In the case of a Part D rebatable drug that is a line extension of a Part D rebatable drug that is an oral solid dosage form, the rebate amount for an applicable period is equal to the amount determined under § 428.201(a) for such new drug or, if greater, the alternative total rebate amount. CMS will determine the alternative total rebate amount for such new formulations according to the following:

(a) Identification of the initial drug. The initial drug that CMS will use to calculate the inflation rebate amount ratio is the initial drug identified in accordance with § 447.509(a)(4)(iii)(B) of this chapter for the last quarter of the applicable period or, if an initial drug was not identified in the last quarter, the initial drug identified for a quarter most recently in that applicable period.

(b) Calculation of the inflation rebate amount ratio. The inflation rebate amount ratio is equal to the per unit Part D drug inflation rebate amount for the initial drug, as determined under § 428.202(a), divided by the AnMP for that initial drug for the applicable period.
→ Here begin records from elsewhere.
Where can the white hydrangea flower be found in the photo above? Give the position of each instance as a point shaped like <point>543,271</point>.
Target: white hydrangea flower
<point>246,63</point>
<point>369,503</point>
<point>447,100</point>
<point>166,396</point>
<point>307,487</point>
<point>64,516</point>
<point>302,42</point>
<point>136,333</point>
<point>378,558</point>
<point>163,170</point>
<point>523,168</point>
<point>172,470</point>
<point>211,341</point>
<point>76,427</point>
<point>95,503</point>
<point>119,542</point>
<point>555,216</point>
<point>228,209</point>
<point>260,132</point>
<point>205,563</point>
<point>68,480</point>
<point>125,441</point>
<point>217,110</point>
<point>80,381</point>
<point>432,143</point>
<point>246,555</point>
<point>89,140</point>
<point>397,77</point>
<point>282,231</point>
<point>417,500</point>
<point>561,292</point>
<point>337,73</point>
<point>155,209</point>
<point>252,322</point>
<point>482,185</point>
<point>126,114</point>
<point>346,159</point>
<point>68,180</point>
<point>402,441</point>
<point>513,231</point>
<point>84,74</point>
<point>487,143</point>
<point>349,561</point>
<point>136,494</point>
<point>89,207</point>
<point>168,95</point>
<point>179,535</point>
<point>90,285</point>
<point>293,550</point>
(c) Calculation of the alternative total rebate amount. The alternative total rebate amount is equal to the product of all of the following:

(1) The AnMP for the applicable period, as determined under § 428.202(b), of the Part D rebatable drug that is a line extension of a Part D rebatable drug that is an oral solid dosage form.

(2) The inflation rebate amount ratio as determined under paragraph (b) of this section.

(3) The total number of units dispensed under Part D identified as set forth in § 428.203.